Thirty-seven dollars,
one good idea,
and a saddle.
- 1971 Florida State, art history. A semester in Florence sets the eye.
- 1978 Aspen kitchens. A French chef trades cooking lessons for English.
- 1984 New Orleans. Cajun spice, Japanese precision, the mind of a cook.
- 1987 Sells the saddle for $250. Arrives in Tampa with $37.
- 1988 Outback Steakhouse opens. Bloomin’ Onion is born.
- 1994 Outback Polo founded. National 8-Goal title at Gulfstream that same year.
- 1995 First U.S. Open Polo Championship.
- 2016 Bolay opens with his son Chris. The next chapter, started at 70.
- Now Wellington, Florida. Writing, creating, teaching.
I studied art history because I thought I would be a museum curator. Florence taught me how to look. New Orleans taught me how to cook. Aspen taught me how to work a line. None of it made any sense until 1987, when Chris Sullivan called.

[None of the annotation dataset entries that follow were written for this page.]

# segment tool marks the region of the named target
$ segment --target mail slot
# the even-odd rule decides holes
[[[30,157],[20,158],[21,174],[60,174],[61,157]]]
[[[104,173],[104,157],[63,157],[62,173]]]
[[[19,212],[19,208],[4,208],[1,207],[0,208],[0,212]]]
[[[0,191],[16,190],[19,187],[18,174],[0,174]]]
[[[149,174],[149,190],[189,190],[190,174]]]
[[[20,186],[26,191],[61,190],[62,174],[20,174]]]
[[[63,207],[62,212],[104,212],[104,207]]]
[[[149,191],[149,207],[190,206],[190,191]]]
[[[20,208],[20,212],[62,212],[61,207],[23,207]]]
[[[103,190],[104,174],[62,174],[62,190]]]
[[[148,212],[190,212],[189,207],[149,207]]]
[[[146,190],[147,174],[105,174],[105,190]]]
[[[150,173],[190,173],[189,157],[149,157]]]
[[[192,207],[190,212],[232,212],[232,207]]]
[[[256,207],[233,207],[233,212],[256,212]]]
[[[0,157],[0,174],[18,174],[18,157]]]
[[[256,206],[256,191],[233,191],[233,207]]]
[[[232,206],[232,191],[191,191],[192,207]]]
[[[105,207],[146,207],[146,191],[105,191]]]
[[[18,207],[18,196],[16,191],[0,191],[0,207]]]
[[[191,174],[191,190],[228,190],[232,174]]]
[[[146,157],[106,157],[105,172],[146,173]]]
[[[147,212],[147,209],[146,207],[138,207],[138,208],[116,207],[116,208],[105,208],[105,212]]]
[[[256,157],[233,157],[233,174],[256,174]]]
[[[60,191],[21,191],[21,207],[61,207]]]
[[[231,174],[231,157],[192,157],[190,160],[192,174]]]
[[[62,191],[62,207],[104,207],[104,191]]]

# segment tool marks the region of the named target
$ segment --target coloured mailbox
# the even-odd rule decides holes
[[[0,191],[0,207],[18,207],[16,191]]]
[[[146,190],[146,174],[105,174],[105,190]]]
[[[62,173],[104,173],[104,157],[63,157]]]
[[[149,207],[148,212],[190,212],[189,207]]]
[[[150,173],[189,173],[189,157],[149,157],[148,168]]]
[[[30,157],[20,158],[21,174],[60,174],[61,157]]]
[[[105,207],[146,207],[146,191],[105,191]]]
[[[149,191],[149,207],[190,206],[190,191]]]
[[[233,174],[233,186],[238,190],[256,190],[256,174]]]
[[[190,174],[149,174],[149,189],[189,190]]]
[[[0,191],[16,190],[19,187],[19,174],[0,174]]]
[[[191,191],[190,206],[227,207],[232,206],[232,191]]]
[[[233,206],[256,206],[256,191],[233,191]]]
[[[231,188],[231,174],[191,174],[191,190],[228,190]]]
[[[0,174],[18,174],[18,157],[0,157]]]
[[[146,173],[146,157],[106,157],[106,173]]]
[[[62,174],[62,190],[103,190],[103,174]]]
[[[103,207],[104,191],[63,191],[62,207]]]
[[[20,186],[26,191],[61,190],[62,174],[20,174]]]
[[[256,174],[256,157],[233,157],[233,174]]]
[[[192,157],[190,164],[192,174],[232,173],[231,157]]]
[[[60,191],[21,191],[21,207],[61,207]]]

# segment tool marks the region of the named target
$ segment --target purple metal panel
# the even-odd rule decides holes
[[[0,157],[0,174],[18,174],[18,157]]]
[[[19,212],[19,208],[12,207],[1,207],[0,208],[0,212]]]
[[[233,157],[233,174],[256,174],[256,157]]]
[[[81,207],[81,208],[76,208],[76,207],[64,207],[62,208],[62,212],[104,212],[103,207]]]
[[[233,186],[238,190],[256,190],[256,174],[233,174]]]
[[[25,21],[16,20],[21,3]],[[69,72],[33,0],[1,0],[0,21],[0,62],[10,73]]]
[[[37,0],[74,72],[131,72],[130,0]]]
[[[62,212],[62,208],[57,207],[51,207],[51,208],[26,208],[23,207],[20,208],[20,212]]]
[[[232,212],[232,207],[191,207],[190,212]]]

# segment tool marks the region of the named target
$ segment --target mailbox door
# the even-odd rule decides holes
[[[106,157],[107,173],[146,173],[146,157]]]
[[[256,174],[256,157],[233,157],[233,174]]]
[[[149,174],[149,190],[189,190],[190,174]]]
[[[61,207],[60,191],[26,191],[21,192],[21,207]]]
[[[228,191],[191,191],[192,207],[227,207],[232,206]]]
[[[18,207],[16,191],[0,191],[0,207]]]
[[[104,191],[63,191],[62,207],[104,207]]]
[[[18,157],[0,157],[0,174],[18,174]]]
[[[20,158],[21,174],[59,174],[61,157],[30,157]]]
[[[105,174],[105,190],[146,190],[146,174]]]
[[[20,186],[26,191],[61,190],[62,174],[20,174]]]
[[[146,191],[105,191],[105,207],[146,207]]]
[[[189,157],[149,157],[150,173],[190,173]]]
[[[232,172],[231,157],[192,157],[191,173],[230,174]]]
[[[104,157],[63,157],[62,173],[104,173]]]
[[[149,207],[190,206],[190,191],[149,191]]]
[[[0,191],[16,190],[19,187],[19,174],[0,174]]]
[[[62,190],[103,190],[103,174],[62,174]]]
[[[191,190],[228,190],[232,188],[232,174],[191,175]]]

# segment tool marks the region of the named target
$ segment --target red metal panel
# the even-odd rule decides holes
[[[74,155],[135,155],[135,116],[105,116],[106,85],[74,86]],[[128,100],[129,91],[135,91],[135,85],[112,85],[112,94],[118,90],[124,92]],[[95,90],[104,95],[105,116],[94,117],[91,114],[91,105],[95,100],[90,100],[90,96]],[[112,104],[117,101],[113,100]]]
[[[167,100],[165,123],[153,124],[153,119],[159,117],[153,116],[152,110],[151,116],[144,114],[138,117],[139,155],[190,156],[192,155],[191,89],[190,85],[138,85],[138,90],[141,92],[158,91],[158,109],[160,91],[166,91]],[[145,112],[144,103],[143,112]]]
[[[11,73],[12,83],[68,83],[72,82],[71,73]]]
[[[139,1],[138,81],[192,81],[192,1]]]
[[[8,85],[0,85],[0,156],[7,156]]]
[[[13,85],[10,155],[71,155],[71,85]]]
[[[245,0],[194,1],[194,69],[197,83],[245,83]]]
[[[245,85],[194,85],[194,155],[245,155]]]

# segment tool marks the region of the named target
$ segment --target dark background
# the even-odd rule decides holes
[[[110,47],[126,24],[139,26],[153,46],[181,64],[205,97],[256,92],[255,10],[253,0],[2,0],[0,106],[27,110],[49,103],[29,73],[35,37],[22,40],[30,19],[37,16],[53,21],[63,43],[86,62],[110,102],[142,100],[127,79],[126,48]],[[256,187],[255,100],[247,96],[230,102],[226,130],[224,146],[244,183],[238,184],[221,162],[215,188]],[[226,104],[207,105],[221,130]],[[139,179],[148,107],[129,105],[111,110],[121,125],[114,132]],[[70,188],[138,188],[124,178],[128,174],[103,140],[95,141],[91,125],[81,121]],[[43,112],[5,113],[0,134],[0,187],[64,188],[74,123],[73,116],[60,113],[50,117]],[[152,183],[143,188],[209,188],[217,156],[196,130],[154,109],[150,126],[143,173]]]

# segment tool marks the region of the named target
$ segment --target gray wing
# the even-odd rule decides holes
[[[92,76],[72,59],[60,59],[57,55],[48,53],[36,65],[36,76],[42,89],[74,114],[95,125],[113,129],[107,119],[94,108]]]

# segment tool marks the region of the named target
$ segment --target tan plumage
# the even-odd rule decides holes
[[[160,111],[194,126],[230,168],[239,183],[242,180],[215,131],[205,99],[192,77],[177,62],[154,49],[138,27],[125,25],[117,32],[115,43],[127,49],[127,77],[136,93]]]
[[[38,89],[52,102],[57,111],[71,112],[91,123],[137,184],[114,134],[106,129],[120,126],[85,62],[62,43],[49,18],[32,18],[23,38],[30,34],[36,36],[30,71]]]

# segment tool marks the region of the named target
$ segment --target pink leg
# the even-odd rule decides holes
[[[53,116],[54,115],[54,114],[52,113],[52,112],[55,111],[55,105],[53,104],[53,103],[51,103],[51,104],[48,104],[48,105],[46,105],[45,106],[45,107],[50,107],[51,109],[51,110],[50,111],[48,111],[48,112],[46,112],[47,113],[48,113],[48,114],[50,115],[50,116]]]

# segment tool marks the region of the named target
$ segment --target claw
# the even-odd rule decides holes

I sold my saddle for two hundred and fifty dollars, drove to Tampa, and walked into a meeting with thirty-seven dollars left in my pocket. We did not have money. We had a six-page document we called Principles & Beliefs. It described how we would treat the people who showed up to work for us. Everything else followed from that.
The Bloomin’ Onion came from a Japanese garnish, a Cajun batter, and a fryer big enough to handle one onion at a time. Over the next twenty years it sold more than 1.4 billion dollars on its own. People ask me what the secret was. There was not one. We just paid attention. We listened. We came back the next day and did it again.
Forty years later I am still the cook who showed up early, stayed late, and never quite got over how good honest work feels.